Affine Transformations

A linear transformation can rotate, scale and shear, but it always pins the origin in place. An affine transformation is the natural upgrade: a linear map followed by a translation. It is everything linear maps can do, plus the ability to slide.

\vec{x} \;\longmapsto\; M\vec{x} + \vec{t}.

Here M is the linear part (a rotation, scaling, shear or any combination) and \vec{t} is the translation. Using homogeneous coordinates, this two-step recipe collapses into a single matrix multiply.

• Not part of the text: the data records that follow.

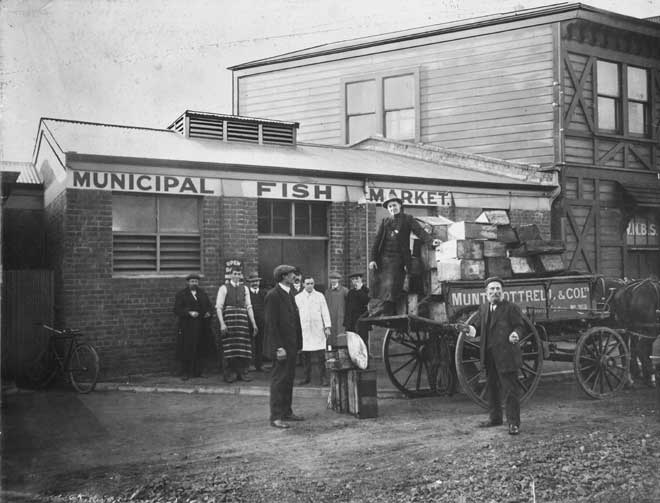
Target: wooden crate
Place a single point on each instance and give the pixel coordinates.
(362, 393)
(458, 269)
(471, 230)
(498, 266)
(498, 217)
(507, 234)
(528, 232)
(522, 266)
(435, 226)
(494, 249)
(460, 248)
(550, 263)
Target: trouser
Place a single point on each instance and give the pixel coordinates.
(319, 356)
(238, 365)
(281, 385)
(258, 348)
(502, 383)
(641, 348)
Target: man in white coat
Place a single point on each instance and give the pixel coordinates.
(316, 327)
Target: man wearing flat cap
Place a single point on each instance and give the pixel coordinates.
(335, 296)
(356, 306)
(500, 326)
(194, 311)
(283, 334)
(390, 255)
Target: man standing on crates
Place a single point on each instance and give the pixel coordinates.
(500, 325)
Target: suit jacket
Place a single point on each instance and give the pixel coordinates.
(405, 224)
(282, 322)
(192, 330)
(495, 331)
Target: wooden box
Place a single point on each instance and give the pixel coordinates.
(528, 232)
(507, 234)
(435, 226)
(498, 217)
(362, 393)
(494, 249)
(540, 246)
(550, 263)
(338, 397)
(457, 269)
(460, 248)
(498, 266)
(471, 230)
(522, 266)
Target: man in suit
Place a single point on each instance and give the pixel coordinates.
(283, 332)
(257, 296)
(390, 255)
(500, 324)
(357, 301)
(193, 310)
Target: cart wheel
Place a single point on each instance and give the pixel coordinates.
(601, 362)
(412, 362)
(472, 375)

One matrix for "rotate then slide"

Step 1 — assemble the homogeneous matrix. Place the linear part M in the top-left block, the translation \vec{t} in the last column, and a bottom row [\,0 \; \cdots \; 0 \; 1\,]. In 2-D (so a 3\times 3 matrix):

A = \begin{bmatrix} m_{11} & m_{12} & t_x \\ m_{21} & m_{22} & t_y \\ 0 & 0 & 1 \end{bmatrix} = \left[\begin{array}{c|c} M & \vec{t} \\ \hline \vec{0}^{\top} & 1 \end{array}\right].

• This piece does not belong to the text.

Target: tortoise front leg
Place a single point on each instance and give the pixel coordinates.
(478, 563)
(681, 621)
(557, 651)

Step 2 — apply it to the homogeneous point (x, y, 1).

A \begin{bmatrix} x \\ y \\ 1 \end{bmatrix} = \begin{bmatrix} m_{11} & m_{12} & t_x \\ m_{21} & m_{22} & t_y \\ 0 & 0 & 1 \end{bmatrix} \begin{bmatrix} x \\ y \\ 1 \end{bmatrix}.

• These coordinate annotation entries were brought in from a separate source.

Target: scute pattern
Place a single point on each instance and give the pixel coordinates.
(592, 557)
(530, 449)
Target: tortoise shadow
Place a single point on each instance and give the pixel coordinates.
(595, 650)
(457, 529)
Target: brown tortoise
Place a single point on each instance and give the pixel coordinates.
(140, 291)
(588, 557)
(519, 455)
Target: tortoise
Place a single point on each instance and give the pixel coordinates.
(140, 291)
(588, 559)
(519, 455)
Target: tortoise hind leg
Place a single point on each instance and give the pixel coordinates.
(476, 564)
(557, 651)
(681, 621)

Step 3 — multiply it out row by row.

= \begin{bmatrix} m_{11}x + m_{12}y + t_x \\ m_{21}x + m_{22}y + t_y \\ 1 \end{bmatrix}.

Step 4 — read off the top two rows. They are exactly M\vec{x} plus \vec{t}; the bottom row stays 1, so the output is still a point:

\begin{bmatrix} m_{11}x + m_{12}y \\ m_{21}x + m_{22}y \end{bmatrix} + \begin{bmatrix} t_x \\ t_y \end{bmatrix} = M\vec{x} + \vec{t}.

The single matrix A performs the entire affine map. The linear block bends and the translation column slides, all in one matrix–vector multiply.

Composing affine maps = multiplying matrices

Step 5 — chain two affine maps the long way. Apply A_1(\vec{x}) = M_1\vec{x} + \vec{t}_1, then A_2(\vec{y}) = M_2\vec{y} + \vec{t}_2:

A_2(A_1(\vec{x})) = M_2(M_1\vec{x} + \vec{t}_1) + \vec{t}_2 = (M_2 M_1)\vec{x} + (M_2 \vec{t}_1 + \vec{t}_2).

Step 6 — recognise the result as one affine map. The composite has linear part M_2 M_1 and translation M_2\vec{t}_1 + \vec{t}_2 — itself of the form M\vec{x} + \vec{t}. The bookkeeping is fiddly by hand.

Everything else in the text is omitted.